SYDNEY - A man detained by Indonesian police over the Bali bombings allegedly supplied one tonne of potassium chlorate and ammonium nitrate to make the bombs which killed 180 people, an Australian newspaper reported today.

The Sun-Herald newspaper said a 40-year-old man who owned a fertiliser and industrial chemical supply shop in Surabaya in northeast Java was charged by Indonesian police on Friday under the country's tough new anti-terrorism laws.

However, Australian Federal Police in Canberra told Reuters the man had only been detained for questioning by Indonesian police.

"There has been no arrest as we know it. Indonesian police have detained him and have the power to detain him for 30 days," said an Australian police spokesman.

"In Australian terms, he is a person assisting police with their inquiries," he said.

The arrest this week of an Indonesian man named Amrozi who confessed to taking part in the Bali bombings marked the first big breakthrough in the investigation. Amrozi owned a minivan that was used as a car-bomb in the October 12 bomb attacks, which killed mainly foreign holidaymakers in Bali's Kuta beach.
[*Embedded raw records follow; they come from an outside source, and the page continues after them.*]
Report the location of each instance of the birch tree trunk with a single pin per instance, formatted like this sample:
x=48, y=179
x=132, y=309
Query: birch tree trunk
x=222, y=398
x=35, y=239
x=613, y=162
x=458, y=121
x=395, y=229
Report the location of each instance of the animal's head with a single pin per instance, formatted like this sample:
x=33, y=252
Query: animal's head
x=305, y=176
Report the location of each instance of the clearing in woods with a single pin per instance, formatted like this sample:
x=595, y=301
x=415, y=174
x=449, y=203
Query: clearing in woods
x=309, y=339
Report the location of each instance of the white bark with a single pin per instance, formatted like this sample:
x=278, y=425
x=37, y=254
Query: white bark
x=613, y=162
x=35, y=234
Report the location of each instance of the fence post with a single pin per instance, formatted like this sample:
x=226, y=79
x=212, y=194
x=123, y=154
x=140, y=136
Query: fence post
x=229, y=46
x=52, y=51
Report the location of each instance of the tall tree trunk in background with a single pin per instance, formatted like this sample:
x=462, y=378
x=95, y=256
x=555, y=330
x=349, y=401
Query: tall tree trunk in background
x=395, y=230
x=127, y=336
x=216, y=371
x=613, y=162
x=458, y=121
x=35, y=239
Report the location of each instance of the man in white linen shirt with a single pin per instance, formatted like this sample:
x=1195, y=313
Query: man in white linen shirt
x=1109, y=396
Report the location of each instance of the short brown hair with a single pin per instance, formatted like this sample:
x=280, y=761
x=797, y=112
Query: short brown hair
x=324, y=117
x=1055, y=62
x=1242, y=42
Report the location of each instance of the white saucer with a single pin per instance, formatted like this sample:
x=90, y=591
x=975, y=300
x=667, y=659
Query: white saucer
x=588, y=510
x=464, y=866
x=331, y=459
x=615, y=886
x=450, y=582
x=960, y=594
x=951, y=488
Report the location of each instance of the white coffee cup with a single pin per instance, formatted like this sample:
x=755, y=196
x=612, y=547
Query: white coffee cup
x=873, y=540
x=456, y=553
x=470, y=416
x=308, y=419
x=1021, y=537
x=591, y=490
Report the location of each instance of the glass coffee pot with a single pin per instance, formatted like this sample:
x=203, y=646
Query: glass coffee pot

The Sydney newspaper said the latest man detained allegedly sold a tonne of potassium chlorate and ammonium nitrate to Amrozi. It said the chemicals were used as part of the explosive mix packed into Amrozi's Mitsubishi van which exploded outside the Sari nightclub, where most of those died.

The newspaper reported that Indonesian police had said the man gave Amrozi a false receipt indicating the material was harmless cooking material.

No one has claimed responsibility for the Bali bombings.

Indonesia's defence minister said on Friday that Amrozi was a member of Jemaah Islamiah, a radical Southeast Asian Islamic group that has been linked to Osama bin Laden's al Qaeda network. The minister also said al Qaeda was behind the October 12 blasts.

Indonesian police said on Saturday that Amrozi had travelled to Afghanistan and they were trying to determine if he had trained there. Militant Muslims from Southeast Asia are believed to have trained in al Qaeda camps in Afghanistan before a US-led campaign ousted the nation's hardline Taleban rulers last year.